Qui di seguito riportiamo un breve schema riassuntivo del Ferraironi:

-Sul finire dell’estate del 1587 si additano alla giustizia alcune supposte streghe di Triora,le quali vengono incarcerate.

-Ai primi di ottobre,giungono sul luogo due inquisitori,che erano mandati:uno da Genova (Inquisizione) ed uno da Albenga (cioè del vescovo diocesano).

-Nel gennaio 1588 gli Anziani di Triora si lagnano con Genova nel modo con cui sono condotti i processi di stregoneria.

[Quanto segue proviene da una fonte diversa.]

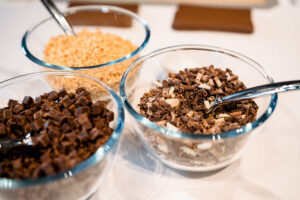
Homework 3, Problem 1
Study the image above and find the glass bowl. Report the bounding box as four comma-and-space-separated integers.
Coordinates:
22, 5, 150, 91
0, 71, 124, 200
120, 45, 277, 172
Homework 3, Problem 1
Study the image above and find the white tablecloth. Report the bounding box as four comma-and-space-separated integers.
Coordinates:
0, 1, 300, 199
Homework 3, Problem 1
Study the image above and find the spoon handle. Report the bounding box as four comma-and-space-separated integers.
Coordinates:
220, 80, 300, 104
0, 139, 23, 149
0, 134, 32, 150
40, 0, 76, 36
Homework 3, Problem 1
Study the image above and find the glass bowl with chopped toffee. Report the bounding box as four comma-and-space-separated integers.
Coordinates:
22, 5, 150, 92
0, 71, 124, 200
120, 45, 278, 172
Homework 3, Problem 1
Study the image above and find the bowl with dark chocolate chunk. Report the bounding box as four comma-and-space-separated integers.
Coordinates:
0, 71, 124, 200
120, 45, 277, 172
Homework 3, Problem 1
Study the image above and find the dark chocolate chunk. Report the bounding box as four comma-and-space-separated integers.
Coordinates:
48, 91, 59, 101
77, 129, 89, 142
0, 123, 7, 135
89, 128, 103, 140
75, 106, 90, 116
22, 96, 34, 107
31, 118, 44, 132
3, 109, 12, 120
0, 88, 114, 180
12, 104, 24, 114
92, 101, 104, 114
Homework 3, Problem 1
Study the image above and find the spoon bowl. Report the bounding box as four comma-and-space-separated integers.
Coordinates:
207, 80, 300, 113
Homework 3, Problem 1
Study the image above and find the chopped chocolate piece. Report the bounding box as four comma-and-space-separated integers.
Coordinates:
32, 131, 50, 148
31, 118, 44, 132
89, 128, 103, 140
12, 158, 22, 169
77, 129, 89, 142
61, 123, 71, 133
22, 96, 34, 107
92, 101, 104, 114
75, 87, 87, 94
3, 109, 12, 120
8, 99, 18, 108
61, 96, 72, 108
58, 88, 67, 97
62, 108, 71, 116
12, 104, 24, 114
76, 96, 89, 107
54, 155, 71, 171
40, 162, 56, 176
53, 113, 67, 124
77, 113, 92, 130
0, 123, 7, 135
33, 110, 43, 120
48, 91, 59, 101
75, 106, 90, 116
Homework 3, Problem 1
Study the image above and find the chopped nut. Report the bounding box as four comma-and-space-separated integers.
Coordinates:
198, 84, 211, 90
201, 75, 208, 82
171, 112, 176, 121
208, 96, 215, 101
218, 113, 231, 118
157, 144, 169, 153
166, 122, 178, 131
213, 77, 222, 88
169, 86, 175, 95
155, 120, 167, 126
208, 79, 214, 87
197, 142, 212, 150
185, 111, 193, 118
204, 100, 211, 110
165, 99, 180, 108
195, 73, 203, 83
230, 111, 242, 117
180, 146, 197, 156
153, 80, 163, 88
228, 75, 239, 81
215, 118, 225, 124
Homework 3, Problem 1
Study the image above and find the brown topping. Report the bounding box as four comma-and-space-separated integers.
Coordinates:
22, 96, 34, 107
0, 88, 114, 180
138, 66, 258, 135
48, 91, 59, 101
61, 96, 73, 108
31, 118, 44, 132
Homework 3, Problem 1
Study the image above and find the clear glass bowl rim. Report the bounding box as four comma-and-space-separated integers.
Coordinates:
120, 44, 278, 140
21, 5, 151, 70
0, 71, 125, 188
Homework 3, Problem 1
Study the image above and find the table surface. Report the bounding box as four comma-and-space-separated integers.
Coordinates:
0, 1, 300, 199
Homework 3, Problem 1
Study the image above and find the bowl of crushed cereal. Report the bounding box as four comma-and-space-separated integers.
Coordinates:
0, 71, 124, 200
120, 45, 278, 172
22, 5, 150, 91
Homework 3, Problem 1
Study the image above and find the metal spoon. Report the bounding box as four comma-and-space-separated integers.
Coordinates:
208, 80, 300, 113
0, 133, 32, 150
40, 0, 76, 36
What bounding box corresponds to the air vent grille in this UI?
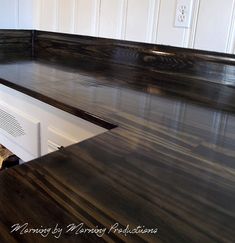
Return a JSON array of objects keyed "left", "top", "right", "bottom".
[{"left": 0, "top": 108, "right": 26, "bottom": 137}]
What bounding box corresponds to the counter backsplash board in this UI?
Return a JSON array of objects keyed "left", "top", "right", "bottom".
[
  {"left": 0, "top": 30, "right": 33, "bottom": 61},
  {"left": 34, "top": 31, "right": 235, "bottom": 87}
]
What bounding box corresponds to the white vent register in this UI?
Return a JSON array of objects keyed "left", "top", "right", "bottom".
[
  {"left": 0, "top": 102, "right": 40, "bottom": 161},
  {"left": 0, "top": 84, "right": 107, "bottom": 162},
  {"left": 0, "top": 108, "right": 26, "bottom": 137}
]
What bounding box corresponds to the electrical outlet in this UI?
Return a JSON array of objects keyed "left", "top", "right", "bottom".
[{"left": 174, "top": 0, "right": 193, "bottom": 28}]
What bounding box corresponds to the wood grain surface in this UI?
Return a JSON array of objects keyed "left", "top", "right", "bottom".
[
  {"left": 0, "top": 30, "right": 33, "bottom": 61},
  {"left": 0, "top": 30, "right": 234, "bottom": 243}
]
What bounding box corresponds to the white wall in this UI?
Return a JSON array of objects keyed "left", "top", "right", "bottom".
[
  {"left": 0, "top": 0, "right": 34, "bottom": 29},
  {"left": 0, "top": 0, "right": 235, "bottom": 54}
]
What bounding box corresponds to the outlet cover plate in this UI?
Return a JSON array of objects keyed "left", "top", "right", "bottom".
[{"left": 174, "top": 0, "right": 193, "bottom": 28}]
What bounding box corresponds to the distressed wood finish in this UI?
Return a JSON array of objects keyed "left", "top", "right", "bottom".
[
  {"left": 0, "top": 30, "right": 235, "bottom": 242},
  {"left": 35, "top": 31, "right": 235, "bottom": 87},
  {"left": 0, "top": 30, "right": 33, "bottom": 61}
]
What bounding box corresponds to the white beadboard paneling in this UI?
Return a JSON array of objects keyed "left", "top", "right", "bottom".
[
  {"left": 94, "top": 0, "right": 101, "bottom": 36},
  {"left": 226, "top": 1, "right": 235, "bottom": 53},
  {"left": 120, "top": 0, "right": 128, "bottom": 39},
  {"left": 32, "top": 0, "right": 41, "bottom": 29},
  {"left": 1, "top": 0, "right": 235, "bottom": 54},
  {"left": 146, "top": 0, "right": 160, "bottom": 43},
  {"left": 194, "top": 0, "right": 235, "bottom": 52},
  {"left": 125, "top": 0, "right": 151, "bottom": 42},
  {"left": 156, "top": 0, "right": 186, "bottom": 47},
  {"left": 187, "top": 0, "right": 200, "bottom": 48},
  {"left": 40, "top": 0, "right": 58, "bottom": 31},
  {"left": 18, "top": 0, "right": 34, "bottom": 29},
  {"left": 58, "top": 0, "right": 75, "bottom": 33},
  {"left": 0, "top": 0, "right": 18, "bottom": 28},
  {"left": 26, "top": 0, "right": 235, "bottom": 53},
  {"left": 74, "top": 0, "right": 97, "bottom": 36},
  {"left": 99, "top": 0, "right": 123, "bottom": 39}
]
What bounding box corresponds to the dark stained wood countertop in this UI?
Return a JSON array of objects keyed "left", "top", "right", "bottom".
[{"left": 0, "top": 31, "right": 235, "bottom": 243}]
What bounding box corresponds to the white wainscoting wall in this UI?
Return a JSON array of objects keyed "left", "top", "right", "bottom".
[{"left": 0, "top": 0, "right": 235, "bottom": 54}]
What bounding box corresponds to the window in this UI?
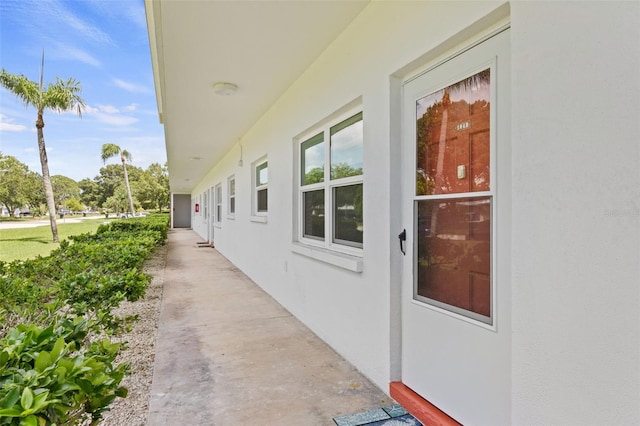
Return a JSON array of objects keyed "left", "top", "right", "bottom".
[
  {"left": 214, "top": 183, "right": 222, "bottom": 225},
  {"left": 252, "top": 157, "right": 268, "bottom": 221},
  {"left": 414, "top": 68, "right": 493, "bottom": 324},
  {"left": 203, "top": 191, "right": 208, "bottom": 219},
  {"left": 227, "top": 175, "right": 235, "bottom": 217},
  {"left": 298, "top": 111, "right": 363, "bottom": 252}
]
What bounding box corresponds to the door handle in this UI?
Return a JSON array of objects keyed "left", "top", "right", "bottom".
[{"left": 398, "top": 229, "right": 406, "bottom": 256}]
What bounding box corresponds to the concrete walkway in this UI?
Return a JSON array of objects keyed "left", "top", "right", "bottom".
[{"left": 147, "top": 229, "right": 394, "bottom": 425}]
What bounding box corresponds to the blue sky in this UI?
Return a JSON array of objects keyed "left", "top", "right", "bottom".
[{"left": 0, "top": 0, "right": 165, "bottom": 182}]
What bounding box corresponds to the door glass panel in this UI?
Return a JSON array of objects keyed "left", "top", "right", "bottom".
[
  {"left": 415, "top": 196, "right": 491, "bottom": 322},
  {"left": 416, "top": 69, "right": 490, "bottom": 195}
]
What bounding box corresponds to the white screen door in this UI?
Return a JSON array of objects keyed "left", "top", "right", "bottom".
[{"left": 400, "top": 28, "right": 511, "bottom": 424}]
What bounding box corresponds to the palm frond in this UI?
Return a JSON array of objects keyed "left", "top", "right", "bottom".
[
  {"left": 43, "top": 78, "right": 85, "bottom": 115},
  {"left": 121, "top": 150, "right": 133, "bottom": 162},
  {"left": 101, "top": 143, "right": 122, "bottom": 163},
  {"left": 0, "top": 70, "right": 41, "bottom": 107}
]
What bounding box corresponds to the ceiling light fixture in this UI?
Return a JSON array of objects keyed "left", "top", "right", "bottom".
[{"left": 212, "top": 82, "right": 238, "bottom": 96}]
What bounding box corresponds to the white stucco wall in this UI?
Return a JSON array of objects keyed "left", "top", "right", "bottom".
[
  {"left": 187, "top": 1, "right": 639, "bottom": 423},
  {"left": 511, "top": 2, "right": 640, "bottom": 424},
  {"left": 190, "top": 0, "right": 509, "bottom": 393}
]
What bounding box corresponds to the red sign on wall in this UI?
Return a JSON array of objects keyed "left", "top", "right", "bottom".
[{"left": 195, "top": 203, "right": 199, "bottom": 213}]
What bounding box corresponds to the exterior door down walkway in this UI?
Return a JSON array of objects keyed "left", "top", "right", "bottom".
[{"left": 147, "top": 229, "right": 395, "bottom": 425}]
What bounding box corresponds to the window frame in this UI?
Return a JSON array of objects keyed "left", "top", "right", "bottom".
[
  {"left": 251, "top": 156, "right": 268, "bottom": 222},
  {"left": 203, "top": 191, "right": 208, "bottom": 220},
  {"left": 227, "top": 175, "right": 236, "bottom": 218},
  {"left": 296, "top": 109, "right": 363, "bottom": 256},
  {"left": 214, "top": 183, "right": 222, "bottom": 226}
]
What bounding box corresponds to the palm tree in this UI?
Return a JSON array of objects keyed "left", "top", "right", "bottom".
[
  {"left": 101, "top": 143, "right": 135, "bottom": 217},
  {"left": 0, "top": 54, "right": 85, "bottom": 243}
]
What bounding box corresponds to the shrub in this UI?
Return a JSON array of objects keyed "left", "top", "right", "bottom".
[
  {"left": 0, "top": 215, "right": 168, "bottom": 424},
  {"left": 0, "top": 319, "right": 127, "bottom": 425}
]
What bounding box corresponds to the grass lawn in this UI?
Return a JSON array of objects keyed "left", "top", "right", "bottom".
[{"left": 0, "top": 220, "right": 107, "bottom": 262}]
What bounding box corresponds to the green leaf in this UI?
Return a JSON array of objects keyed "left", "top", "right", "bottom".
[
  {"left": 0, "top": 387, "right": 20, "bottom": 409},
  {"left": 0, "top": 406, "right": 23, "bottom": 417},
  {"left": 19, "top": 414, "right": 38, "bottom": 426},
  {"left": 53, "top": 366, "right": 67, "bottom": 384},
  {"left": 29, "top": 390, "right": 50, "bottom": 411},
  {"left": 57, "top": 359, "right": 74, "bottom": 373},
  {"left": 34, "top": 351, "right": 51, "bottom": 372},
  {"left": 114, "top": 387, "right": 128, "bottom": 398},
  {"left": 20, "top": 388, "right": 34, "bottom": 410},
  {"left": 50, "top": 338, "right": 65, "bottom": 361},
  {"left": 50, "top": 382, "right": 80, "bottom": 397},
  {"left": 76, "top": 378, "right": 93, "bottom": 394},
  {"left": 35, "top": 325, "right": 54, "bottom": 345}
]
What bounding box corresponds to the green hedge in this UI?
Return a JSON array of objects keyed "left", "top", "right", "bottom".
[{"left": 0, "top": 214, "right": 168, "bottom": 425}]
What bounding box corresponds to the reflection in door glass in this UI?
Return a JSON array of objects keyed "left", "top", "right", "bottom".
[
  {"left": 416, "top": 196, "right": 492, "bottom": 323},
  {"left": 416, "top": 69, "right": 490, "bottom": 196}
]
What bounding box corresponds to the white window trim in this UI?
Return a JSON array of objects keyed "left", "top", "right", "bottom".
[
  {"left": 227, "top": 175, "right": 236, "bottom": 219},
  {"left": 291, "top": 243, "right": 363, "bottom": 273},
  {"left": 203, "top": 191, "right": 208, "bottom": 220},
  {"left": 251, "top": 156, "right": 268, "bottom": 223},
  {"left": 214, "top": 183, "right": 222, "bottom": 227},
  {"left": 293, "top": 103, "right": 364, "bottom": 270}
]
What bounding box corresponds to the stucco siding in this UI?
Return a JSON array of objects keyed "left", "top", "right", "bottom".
[
  {"left": 189, "top": 1, "right": 508, "bottom": 392},
  {"left": 185, "top": 1, "right": 640, "bottom": 423},
  {"left": 511, "top": 2, "right": 640, "bottom": 424}
]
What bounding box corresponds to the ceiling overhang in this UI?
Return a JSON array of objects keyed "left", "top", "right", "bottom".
[{"left": 144, "top": 0, "right": 369, "bottom": 193}]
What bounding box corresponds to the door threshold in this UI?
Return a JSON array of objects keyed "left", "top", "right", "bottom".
[
  {"left": 196, "top": 241, "right": 214, "bottom": 248},
  {"left": 389, "top": 382, "right": 460, "bottom": 426}
]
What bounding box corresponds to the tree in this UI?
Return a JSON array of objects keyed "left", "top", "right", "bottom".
[
  {"left": 330, "top": 162, "right": 362, "bottom": 180},
  {"left": 103, "top": 186, "right": 134, "bottom": 216},
  {"left": 0, "top": 154, "right": 39, "bottom": 216},
  {"left": 51, "top": 175, "right": 79, "bottom": 209},
  {"left": 0, "top": 55, "right": 85, "bottom": 242},
  {"left": 23, "top": 171, "right": 45, "bottom": 214},
  {"left": 134, "top": 163, "right": 169, "bottom": 212},
  {"left": 304, "top": 166, "right": 324, "bottom": 185},
  {"left": 84, "top": 164, "right": 143, "bottom": 210},
  {"left": 64, "top": 198, "right": 84, "bottom": 213},
  {"left": 78, "top": 178, "right": 101, "bottom": 211},
  {"left": 101, "top": 143, "right": 136, "bottom": 216},
  {"left": 94, "top": 164, "right": 128, "bottom": 207}
]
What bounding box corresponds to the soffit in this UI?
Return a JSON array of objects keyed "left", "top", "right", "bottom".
[{"left": 145, "top": 0, "right": 369, "bottom": 193}]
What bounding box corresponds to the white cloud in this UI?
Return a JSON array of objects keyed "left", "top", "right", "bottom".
[
  {"left": 54, "top": 43, "right": 102, "bottom": 67},
  {"left": 51, "top": 0, "right": 113, "bottom": 46},
  {"left": 83, "top": 103, "right": 139, "bottom": 127},
  {"left": 97, "top": 115, "right": 139, "bottom": 126},
  {"left": 0, "top": 114, "right": 27, "bottom": 132},
  {"left": 123, "top": 103, "right": 138, "bottom": 112},
  {"left": 97, "top": 105, "right": 120, "bottom": 114},
  {"left": 113, "top": 79, "right": 151, "bottom": 94},
  {"left": 84, "top": 0, "right": 146, "bottom": 31},
  {"left": 83, "top": 105, "right": 99, "bottom": 114},
  {"left": 0, "top": 122, "right": 27, "bottom": 132}
]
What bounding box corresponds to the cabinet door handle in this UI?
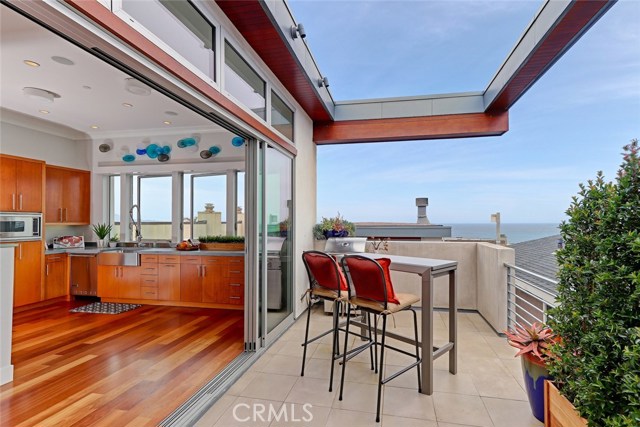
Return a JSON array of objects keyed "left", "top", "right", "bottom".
[
  {"left": 230, "top": 270, "right": 241, "bottom": 274},
  {"left": 230, "top": 283, "right": 241, "bottom": 287},
  {"left": 202, "top": 266, "right": 206, "bottom": 276},
  {"left": 230, "top": 296, "right": 241, "bottom": 300},
  {"left": 114, "top": 268, "right": 118, "bottom": 278},
  {"left": 18, "top": 243, "right": 22, "bottom": 260},
  {"left": 64, "top": 208, "right": 67, "bottom": 222},
  {"left": 46, "top": 264, "right": 49, "bottom": 276},
  {"left": 12, "top": 194, "right": 16, "bottom": 210},
  {"left": 19, "top": 193, "right": 23, "bottom": 210}
]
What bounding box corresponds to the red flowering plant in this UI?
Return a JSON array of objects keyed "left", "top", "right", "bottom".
[{"left": 505, "top": 322, "right": 557, "bottom": 363}]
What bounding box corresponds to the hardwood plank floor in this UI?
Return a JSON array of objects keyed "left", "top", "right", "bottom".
[{"left": 0, "top": 301, "right": 244, "bottom": 426}]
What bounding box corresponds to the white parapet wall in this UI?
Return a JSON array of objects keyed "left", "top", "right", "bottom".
[
  {"left": 373, "top": 240, "right": 514, "bottom": 333},
  {"left": 0, "top": 245, "right": 16, "bottom": 385}
]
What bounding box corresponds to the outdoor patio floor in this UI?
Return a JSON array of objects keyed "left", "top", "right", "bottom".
[{"left": 196, "top": 305, "right": 542, "bottom": 427}]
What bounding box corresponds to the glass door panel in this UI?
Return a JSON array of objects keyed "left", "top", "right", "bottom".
[{"left": 264, "top": 145, "right": 293, "bottom": 334}]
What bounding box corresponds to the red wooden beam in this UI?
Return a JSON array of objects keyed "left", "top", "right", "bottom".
[
  {"left": 486, "top": 0, "right": 614, "bottom": 112},
  {"left": 313, "top": 111, "right": 509, "bottom": 145}
]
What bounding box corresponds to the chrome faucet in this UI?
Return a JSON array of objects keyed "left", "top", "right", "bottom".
[{"left": 129, "top": 204, "right": 142, "bottom": 243}]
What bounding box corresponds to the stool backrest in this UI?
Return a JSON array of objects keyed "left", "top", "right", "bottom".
[
  {"left": 341, "top": 255, "right": 388, "bottom": 309},
  {"left": 302, "top": 250, "right": 344, "bottom": 293}
]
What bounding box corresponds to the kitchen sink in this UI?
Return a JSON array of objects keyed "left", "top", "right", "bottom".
[
  {"left": 98, "top": 248, "right": 141, "bottom": 266},
  {"left": 117, "top": 241, "right": 172, "bottom": 248}
]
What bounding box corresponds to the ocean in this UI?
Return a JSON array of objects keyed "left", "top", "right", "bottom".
[{"left": 448, "top": 223, "right": 560, "bottom": 244}]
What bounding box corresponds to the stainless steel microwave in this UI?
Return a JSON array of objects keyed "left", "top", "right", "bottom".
[{"left": 0, "top": 213, "right": 42, "bottom": 241}]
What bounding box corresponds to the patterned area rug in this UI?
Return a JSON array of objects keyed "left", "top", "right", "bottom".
[{"left": 70, "top": 302, "right": 142, "bottom": 314}]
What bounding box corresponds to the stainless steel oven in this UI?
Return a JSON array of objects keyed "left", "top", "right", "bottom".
[{"left": 0, "top": 213, "right": 42, "bottom": 241}]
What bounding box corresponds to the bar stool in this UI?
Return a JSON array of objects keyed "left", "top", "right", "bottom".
[
  {"left": 339, "top": 255, "right": 422, "bottom": 422},
  {"left": 300, "top": 251, "right": 374, "bottom": 392}
]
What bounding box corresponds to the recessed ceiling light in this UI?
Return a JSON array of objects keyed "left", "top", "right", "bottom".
[
  {"left": 39, "top": 110, "right": 50, "bottom": 114},
  {"left": 165, "top": 111, "right": 178, "bottom": 116},
  {"left": 163, "top": 120, "right": 172, "bottom": 125},
  {"left": 22, "top": 87, "right": 61, "bottom": 103},
  {"left": 122, "top": 103, "right": 133, "bottom": 108},
  {"left": 125, "top": 78, "right": 151, "bottom": 96},
  {"left": 90, "top": 125, "right": 100, "bottom": 129},
  {"left": 23, "top": 60, "right": 40, "bottom": 67},
  {"left": 51, "top": 56, "right": 74, "bottom": 66},
  {"left": 82, "top": 85, "right": 92, "bottom": 90}
]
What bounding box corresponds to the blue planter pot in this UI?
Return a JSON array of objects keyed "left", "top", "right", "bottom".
[
  {"left": 324, "top": 230, "right": 348, "bottom": 238},
  {"left": 522, "top": 353, "right": 551, "bottom": 422}
]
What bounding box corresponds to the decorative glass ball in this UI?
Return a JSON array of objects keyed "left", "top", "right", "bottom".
[{"left": 231, "top": 136, "right": 245, "bottom": 147}]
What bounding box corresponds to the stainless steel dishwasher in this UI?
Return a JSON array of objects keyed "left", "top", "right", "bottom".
[{"left": 69, "top": 254, "right": 98, "bottom": 296}]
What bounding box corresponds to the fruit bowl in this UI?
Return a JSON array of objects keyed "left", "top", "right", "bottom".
[{"left": 176, "top": 246, "right": 199, "bottom": 251}]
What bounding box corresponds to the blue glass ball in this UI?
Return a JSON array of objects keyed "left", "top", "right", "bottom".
[
  {"left": 146, "top": 144, "right": 159, "bottom": 159},
  {"left": 178, "top": 137, "right": 197, "bottom": 147},
  {"left": 162, "top": 145, "right": 172, "bottom": 154},
  {"left": 136, "top": 148, "right": 147, "bottom": 156},
  {"left": 122, "top": 154, "right": 135, "bottom": 162},
  {"left": 231, "top": 136, "right": 245, "bottom": 147},
  {"left": 177, "top": 139, "right": 186, "bottom": 148},
  {"left": 209, "top": 145, "right": 221, "bottom": 155}
]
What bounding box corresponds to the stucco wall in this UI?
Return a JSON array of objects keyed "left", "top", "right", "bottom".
[{"left": 477, "top": 242, "right": 514, "bottom": 332}]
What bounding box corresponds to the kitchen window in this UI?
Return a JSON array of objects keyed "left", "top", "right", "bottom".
[
  {"left": 108, "top": 175, "right": 121, "bottom": 233},
  {"left": 120, "top": 0, "right": 216, "bottom": 82},
  {"left": 224, "top": 41, "right": 266, "bottom": 119},
  {"left": 271, "top": 91, "right": 294, "bottom": 141},
  {"left": 133, "top": 175, "right": 172, "bottom": 241}
]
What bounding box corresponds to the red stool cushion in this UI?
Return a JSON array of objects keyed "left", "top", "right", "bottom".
[
  {"left": 304, "top": 253, "right": 348, "bottom": 291},
  {"left": 345, "top": 257, "right": 399, "bottom": 304}
]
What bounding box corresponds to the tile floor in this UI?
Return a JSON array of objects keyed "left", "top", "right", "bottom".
[{"left": 195, "top": 306, "right": 542, "bottom": 427}]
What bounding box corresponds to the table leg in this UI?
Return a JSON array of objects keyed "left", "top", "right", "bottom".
[
  {"left": 420, "top": 269, "right": 434, "bottom": 395},
  {"left": 449, "top": 269, "right": 457, "bottom": 374}
]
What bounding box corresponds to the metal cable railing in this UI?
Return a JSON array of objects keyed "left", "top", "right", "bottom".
[{"left": 504, "top": 263, "right": 557, "bottom": 330}]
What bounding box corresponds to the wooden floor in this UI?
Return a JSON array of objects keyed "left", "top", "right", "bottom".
[{"left": 0, "top": 301, "right": 244, "bottom": 426}]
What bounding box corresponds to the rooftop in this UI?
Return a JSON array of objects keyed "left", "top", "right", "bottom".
[{"left": 510, "top": 235, "right": 561, "bottom": 294}]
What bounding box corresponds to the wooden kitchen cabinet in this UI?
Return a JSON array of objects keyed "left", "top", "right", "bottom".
[
  {"left": 180, "top": 263, "right": 202, "bottom": 302},
  {"left": 13, "top": 241, "right": 43, "bottom": 307},
  {"left": 45, "top": 165, "right": 90, "bottom": 224},
  {"left": 97, "top": 266, "right": 139, "bottom": 299},
  {"left": 158, "top": 263, "right": 180, "bottom": 301},
  {"left": 0, "top": 155, "right": 44, "bottom": 212},
  {"left": 202, "top": 258, "right": 224, "bottom": 303},
  {"left": 45, "top": 253, "right": 68, "bottom": 299}
]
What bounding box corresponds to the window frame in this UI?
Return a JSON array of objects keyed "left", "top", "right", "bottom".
[
  {"left": 270, "top": 89, "right": 295, "bottom": 143},
  {"left": 113, "top": 0, "right": 221, "bottom": 87},
  {"left": 135, "top": 173, "right": 174, "bottom": 241}
]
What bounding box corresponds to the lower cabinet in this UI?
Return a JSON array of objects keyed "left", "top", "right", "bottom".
[
  {"left": 14, "top": 241, "right": 43, "bottom": 307},
  {"left": 45, "top": 254, "right": 68, "bottom": 299},
  {"left": 97, "top": 254, "right": 243, "bottom": 308},
  {"left": 97, "top": 266, "right": 140, "bottom": 299}
]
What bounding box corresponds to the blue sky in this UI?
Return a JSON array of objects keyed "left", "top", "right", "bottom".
[{"left": 289, "top": 0, "right": 640, "bottom": 224}]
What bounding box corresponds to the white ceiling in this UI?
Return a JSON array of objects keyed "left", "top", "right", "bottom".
[{"left": 0, "top": 6, "right": 222, "bottom": 140}]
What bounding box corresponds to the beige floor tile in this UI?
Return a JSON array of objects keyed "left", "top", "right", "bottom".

-Genova comunica al vescovo le lagnanze che le sono pervenute;ed il vescovo dà assicurazione che verrà preso rimedio contro ogni inconveniente;e intanto il suo vicario si discolpa,ed il podestà di Triora giustifica l’opera dei due inquisitori.

-Ma la procedura dei processi zoppica ancora,e perciò ai primi di maggio si reca sul luogo il Capo Inquisitore di Genova.

-Il giorno 8 giugno,essendo ripartito il Capo Inquisitore,giunge in Triora un commissario straordinario per definire la faccenda.Tredici streghe sono inviate nelle carceri di Genova.

-Il detto commissario inquisisce su altre streghe,e propone a Genova la condanna di cinque di queste.Ma il processo che ne aveva istruito il commissario viene fatto rivedere:prima da un solo giudice,e poi da altri due aggiunti.E tutti e tre confermano le sentenze di morte già pronunziate;e anche il senato di Genova approva.

-Ma interviene il capo inquisitore di Genova (settembre 1588),e mette il suo veto,poiché spetta alla Congregazione del S.Offizio il pronunciare la sentenza.

-Cinque streghe vengono mandate a Genova (ottobre) e vi sono rinchiuse nelle carceri con le altre che vi erano già da quattro mesi.

-I processi sono inviati a Roma;ma la decisione non avviene che verso la fine d’agosto dell’anno successivo.E intanto,alcune streghe (tre delle prime tredici,e due del secondo gruppo) se ne morirono nelle carceri ;e le altre,forse (poiché non risulta con certezza,per mancanza di documenti) furono mandate libere.

-Dal S.Offizio è scomunicato chi aveva istruito il processo di condanna delle streghe,per essersi ingerito in cose spettanti all’autorità ecclesiastica;ma viene concessa l’assoluzione.